SCSS is a CSS extension language, that makes CSS easier to read and write. It encourages modularity and readability.

Handlebars.js

Handlebars.js is a templating language that makes writing HTML easier to read and write. It allows the creation of “partials”: small snippets of HTML that can be repeated around. For example, instead of writing out the same HTML for six different testimonials, Handlebars.js allows us to write a single partial for a testimonial, and paste it six different places.

Design Tools

Jeff leads design. These help us build mockups and prototypes to share ideas with clients and inform development.

Sketch

Sketch is a new piece of design software from Bohemian Coding. We use this as the primary tool for user interface (UI) design. One of the great parts of Sketch is its plugin support. We use plugins for small workflow processes and notably Zeplin for speccing.

Illustrator

Adobe Illustrator CC is our primary tool for graphics. While Sketch is great at laying out elements, its vector software is less powerful than Adobe’s. Logo design and illustrations happen in Illustrator and are often imported into the other tools for further processing.

Photoshop

We use Adobe Photoshop CC primarily for making photorealistic mockups. For example, we can place a screenshot of an interface created in Sketch into a monitor to help clients visualize the final product.

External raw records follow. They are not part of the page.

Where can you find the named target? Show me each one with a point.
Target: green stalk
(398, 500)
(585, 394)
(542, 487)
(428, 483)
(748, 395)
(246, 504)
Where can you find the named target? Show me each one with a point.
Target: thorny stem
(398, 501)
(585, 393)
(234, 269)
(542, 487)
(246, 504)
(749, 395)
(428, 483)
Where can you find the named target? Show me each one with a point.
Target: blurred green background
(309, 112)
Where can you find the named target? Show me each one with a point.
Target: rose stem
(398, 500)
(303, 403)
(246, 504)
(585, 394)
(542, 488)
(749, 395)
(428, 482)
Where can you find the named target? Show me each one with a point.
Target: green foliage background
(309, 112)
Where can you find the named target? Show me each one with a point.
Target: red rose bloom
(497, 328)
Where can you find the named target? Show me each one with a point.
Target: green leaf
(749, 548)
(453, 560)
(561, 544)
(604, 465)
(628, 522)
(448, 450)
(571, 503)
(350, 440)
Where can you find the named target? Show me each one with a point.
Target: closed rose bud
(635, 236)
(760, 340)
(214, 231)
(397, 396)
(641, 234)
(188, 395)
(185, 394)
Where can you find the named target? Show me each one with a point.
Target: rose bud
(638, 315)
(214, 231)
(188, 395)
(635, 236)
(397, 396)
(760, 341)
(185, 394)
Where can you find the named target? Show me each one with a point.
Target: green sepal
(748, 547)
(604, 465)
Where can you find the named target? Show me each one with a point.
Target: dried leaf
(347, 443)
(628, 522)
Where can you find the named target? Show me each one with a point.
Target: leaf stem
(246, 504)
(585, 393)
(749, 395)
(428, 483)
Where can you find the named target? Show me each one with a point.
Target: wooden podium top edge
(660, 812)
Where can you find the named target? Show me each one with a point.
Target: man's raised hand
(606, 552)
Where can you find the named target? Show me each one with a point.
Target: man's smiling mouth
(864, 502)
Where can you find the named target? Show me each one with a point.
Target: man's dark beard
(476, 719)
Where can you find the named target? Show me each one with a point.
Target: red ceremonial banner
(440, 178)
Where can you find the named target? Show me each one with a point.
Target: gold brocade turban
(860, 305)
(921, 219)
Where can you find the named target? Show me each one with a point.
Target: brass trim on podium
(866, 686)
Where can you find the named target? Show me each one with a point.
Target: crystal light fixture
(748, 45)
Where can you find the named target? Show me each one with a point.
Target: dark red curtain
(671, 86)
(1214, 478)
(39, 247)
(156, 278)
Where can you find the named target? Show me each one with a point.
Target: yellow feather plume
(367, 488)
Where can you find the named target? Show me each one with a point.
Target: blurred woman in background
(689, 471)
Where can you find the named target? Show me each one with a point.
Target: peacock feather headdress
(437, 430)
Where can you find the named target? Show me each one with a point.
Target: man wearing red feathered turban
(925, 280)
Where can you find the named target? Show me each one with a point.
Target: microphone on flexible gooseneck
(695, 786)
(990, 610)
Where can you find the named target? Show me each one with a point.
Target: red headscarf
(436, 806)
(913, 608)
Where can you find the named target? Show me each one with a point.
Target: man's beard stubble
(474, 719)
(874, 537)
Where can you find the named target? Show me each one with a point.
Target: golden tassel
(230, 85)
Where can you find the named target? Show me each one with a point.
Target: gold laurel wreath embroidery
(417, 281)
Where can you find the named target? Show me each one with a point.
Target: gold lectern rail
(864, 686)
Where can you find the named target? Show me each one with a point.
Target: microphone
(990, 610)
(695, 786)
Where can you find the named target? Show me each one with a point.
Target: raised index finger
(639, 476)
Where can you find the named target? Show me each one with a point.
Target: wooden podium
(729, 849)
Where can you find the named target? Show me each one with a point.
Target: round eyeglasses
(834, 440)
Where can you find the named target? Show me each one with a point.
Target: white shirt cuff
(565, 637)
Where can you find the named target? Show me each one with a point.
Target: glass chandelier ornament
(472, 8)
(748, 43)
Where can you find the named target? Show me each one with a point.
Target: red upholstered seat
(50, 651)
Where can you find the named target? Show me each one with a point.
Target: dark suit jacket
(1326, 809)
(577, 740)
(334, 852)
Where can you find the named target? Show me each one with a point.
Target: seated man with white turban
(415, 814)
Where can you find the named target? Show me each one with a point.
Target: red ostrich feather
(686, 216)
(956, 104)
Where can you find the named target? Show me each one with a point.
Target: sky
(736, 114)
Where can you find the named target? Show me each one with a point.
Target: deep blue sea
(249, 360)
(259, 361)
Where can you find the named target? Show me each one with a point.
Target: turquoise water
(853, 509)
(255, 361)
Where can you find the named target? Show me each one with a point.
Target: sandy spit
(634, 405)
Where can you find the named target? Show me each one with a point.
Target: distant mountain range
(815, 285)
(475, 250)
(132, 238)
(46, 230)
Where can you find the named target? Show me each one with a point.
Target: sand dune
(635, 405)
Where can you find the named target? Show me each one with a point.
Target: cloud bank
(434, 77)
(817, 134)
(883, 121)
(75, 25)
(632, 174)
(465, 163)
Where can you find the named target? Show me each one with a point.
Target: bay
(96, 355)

We also use it for photo editing, but UI design should never ever be done in PS! While software like Illustrator is a vector editing tool, Photoshop is a raster editing tool for files like PNG, JPG, and GIF.

After Effects

Adobe After Effects CC is used for motion graphics. This can help visualize web/mobile interactions or create animated GIFs of more static content for sharing on Dribbble and beyond.

InDesign

Adobe InDesign CC is a piece of software somewhere in between Illustrator and Photoshop in that it effectively manages vector and raster content. It is made for laying out content for publications like newspapers or e-books. We primarily use InDesign for making decks to present brands or make proposals.

Social Networks

Our company has a few channels to share our work publicly.

Dribbble

Our public face in the design world. We’re minimill on Dribbble.

GitHub

Our public face in the dev world. We’re minimill on GitHub.

Twitter

We don’t tweet much, but we should! We’re @minimill_co on twitter.

Facebook

Great for making announcements to our friends / family, and important to keep up to date, but we don’t post much right now. We’re minimillco on Facebook.

Website

We have a teaser page up now at minimill.co, but will be releasing our full portfolio in January. This will help us display our work and generate new leads.